Curie takes martial arts as her after-school program. A bus picks her up every day after school. Her friend Etta has joined her and they go together. Etta is Curie’s best friend at school and is a year older and a head taller. The martial arts class loves Curie who is the smallest one there and the kids like to draw pictures for her. Curie likes to teach us martial arts too, taekwondo to be exact. She is learning to be more respectful, and learning discipline in her class, which has not always translated to home yet. Her friend Layla got her white belt, and Curie is excited to get hers as well.
We have had time with kids from her old pre-school spending time at dinner with Lucy and Nora at Olive Garden, birthday parties for Chloe, Natalie, and Maggie, dinner with Navee, who she tried to hug all night. We have had time with her new friends as well, play dates with Layla, Isabella, and Etta. She and Etta hold hands walking to the classroom from the cafeteria. The first day of school she walked holding hands with Katie the other kindergartener who rides the bus with her when they couldn’t find their room. Another older kid takes them there now.
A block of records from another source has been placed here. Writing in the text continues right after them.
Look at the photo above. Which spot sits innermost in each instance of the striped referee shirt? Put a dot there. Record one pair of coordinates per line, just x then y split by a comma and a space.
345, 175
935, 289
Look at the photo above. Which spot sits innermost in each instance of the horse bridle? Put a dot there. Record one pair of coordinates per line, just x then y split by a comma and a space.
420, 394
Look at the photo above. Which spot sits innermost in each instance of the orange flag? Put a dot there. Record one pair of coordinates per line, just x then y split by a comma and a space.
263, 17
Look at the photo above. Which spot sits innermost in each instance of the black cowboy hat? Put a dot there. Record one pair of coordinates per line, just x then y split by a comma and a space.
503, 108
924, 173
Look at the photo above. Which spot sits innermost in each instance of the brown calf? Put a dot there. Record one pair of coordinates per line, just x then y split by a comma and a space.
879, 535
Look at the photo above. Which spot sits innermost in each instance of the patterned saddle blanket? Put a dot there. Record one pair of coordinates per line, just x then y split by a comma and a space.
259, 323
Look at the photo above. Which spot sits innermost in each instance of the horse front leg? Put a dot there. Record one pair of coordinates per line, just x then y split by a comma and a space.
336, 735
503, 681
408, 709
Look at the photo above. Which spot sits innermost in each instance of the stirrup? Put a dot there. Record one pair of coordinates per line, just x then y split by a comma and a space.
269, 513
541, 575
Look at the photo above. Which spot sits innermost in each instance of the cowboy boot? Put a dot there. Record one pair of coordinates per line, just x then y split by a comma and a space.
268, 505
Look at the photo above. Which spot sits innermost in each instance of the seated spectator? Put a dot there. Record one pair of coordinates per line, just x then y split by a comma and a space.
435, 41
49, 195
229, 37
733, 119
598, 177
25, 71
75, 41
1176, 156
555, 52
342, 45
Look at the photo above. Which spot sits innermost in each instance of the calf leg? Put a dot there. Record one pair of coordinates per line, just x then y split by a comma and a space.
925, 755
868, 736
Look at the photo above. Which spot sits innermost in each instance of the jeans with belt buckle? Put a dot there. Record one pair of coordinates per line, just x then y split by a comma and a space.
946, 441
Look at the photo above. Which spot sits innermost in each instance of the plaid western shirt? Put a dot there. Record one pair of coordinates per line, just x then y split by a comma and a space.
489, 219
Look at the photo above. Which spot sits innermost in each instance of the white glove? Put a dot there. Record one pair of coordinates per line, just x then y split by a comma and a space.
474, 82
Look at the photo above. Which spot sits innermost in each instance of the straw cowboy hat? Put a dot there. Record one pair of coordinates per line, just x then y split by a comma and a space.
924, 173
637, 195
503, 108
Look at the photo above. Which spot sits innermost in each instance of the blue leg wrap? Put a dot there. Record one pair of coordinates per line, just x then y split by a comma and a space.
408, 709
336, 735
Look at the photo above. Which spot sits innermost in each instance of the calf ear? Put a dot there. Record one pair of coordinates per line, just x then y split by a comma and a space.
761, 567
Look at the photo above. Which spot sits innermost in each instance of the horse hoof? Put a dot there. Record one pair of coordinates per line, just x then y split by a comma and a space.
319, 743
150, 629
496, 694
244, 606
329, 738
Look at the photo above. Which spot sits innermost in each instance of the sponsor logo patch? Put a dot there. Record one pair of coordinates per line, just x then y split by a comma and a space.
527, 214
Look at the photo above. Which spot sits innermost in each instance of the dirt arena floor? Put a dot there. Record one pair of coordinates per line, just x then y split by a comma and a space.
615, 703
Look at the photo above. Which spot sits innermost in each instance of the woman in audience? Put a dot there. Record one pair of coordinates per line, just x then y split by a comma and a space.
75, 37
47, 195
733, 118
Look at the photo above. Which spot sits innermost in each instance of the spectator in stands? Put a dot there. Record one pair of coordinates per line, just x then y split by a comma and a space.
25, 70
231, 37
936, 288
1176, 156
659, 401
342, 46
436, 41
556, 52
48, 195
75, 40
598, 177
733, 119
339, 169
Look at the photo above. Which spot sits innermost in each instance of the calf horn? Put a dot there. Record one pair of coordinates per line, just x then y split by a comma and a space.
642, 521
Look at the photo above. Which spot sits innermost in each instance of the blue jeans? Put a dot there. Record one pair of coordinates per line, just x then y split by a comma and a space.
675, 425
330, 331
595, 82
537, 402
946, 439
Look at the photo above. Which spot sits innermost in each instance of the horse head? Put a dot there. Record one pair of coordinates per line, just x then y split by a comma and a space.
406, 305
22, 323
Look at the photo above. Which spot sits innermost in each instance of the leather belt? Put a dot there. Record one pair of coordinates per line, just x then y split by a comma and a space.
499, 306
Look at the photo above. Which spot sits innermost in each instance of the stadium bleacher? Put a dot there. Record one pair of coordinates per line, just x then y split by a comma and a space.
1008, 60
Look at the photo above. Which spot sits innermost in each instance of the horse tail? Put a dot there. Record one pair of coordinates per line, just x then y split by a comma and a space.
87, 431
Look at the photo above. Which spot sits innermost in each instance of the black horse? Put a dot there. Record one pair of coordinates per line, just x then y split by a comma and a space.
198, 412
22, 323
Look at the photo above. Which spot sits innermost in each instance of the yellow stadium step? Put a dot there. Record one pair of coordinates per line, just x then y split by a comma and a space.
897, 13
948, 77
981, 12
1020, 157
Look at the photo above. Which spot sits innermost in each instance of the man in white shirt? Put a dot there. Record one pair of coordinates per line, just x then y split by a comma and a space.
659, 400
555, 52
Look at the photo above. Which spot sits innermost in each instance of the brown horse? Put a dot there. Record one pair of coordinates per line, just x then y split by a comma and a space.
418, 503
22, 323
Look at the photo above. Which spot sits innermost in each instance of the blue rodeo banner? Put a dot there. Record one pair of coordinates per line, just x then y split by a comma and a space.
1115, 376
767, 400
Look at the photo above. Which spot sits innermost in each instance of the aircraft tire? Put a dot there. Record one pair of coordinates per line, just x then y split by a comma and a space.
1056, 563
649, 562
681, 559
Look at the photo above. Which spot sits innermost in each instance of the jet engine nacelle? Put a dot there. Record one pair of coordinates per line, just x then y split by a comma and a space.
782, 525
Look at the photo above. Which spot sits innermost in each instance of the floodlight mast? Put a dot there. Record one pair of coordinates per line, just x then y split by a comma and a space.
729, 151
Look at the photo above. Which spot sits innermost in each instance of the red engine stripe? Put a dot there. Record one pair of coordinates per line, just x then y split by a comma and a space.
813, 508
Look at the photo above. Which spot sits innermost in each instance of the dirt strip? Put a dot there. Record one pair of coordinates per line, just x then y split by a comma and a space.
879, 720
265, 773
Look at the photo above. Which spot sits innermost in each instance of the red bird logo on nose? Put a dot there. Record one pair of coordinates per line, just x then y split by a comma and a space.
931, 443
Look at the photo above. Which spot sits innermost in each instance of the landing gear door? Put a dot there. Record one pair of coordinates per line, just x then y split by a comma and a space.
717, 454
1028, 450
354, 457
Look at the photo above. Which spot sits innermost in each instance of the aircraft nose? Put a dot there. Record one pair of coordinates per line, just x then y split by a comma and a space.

Curie also loves the kids who have helped her, Riley the bus monitor is someone that Curie looks up to.
There has been a lot of change and the important thing to realize is all of this is a part of growing up. Albert’s mother recounts that Suephy had trouble starting kindergarten, but it did not stop her from being as successful as she is, it just takes being involved as parents and teaching and reinforcing the learning in school, staying ahead of lessons, helping with homework, getting her focused on the right things. She is more tired after school and just wants to go home to play. She needs more Mommy time and asks for playdates with Mommy or Daddy. It feels like we have less time as a family because of the obligations and the structure. Curie is taking it all in stride and it is just our “new-normal” as Albert likes to call it.
Curie’s backpack is a small kids pack we got at REI when she was two, it is the size of a purse-backpack to get a sense of what we mean. In it she puts in her lunch bag, her snack, her martial arts snack, the Tuesday folder, if it is Tuesday or Wednesday, her library book (she loves the library), a t-shirt for martial arts and sometimes a jacket if she has taken it off, and her water bottle. The backpack is tiny but so jammed packed with things, and even though it is not a full sized backpack, it is huge on her. After we carry her to the bus stop she dutifully puts it on and runs to the bus, sometimes forgetting to kiss us goodbye. The backpack is kind of like our days, full of stuff, seemingly small and too big at the same time, dutifully worn, and with a tiny keychain on it for good luck.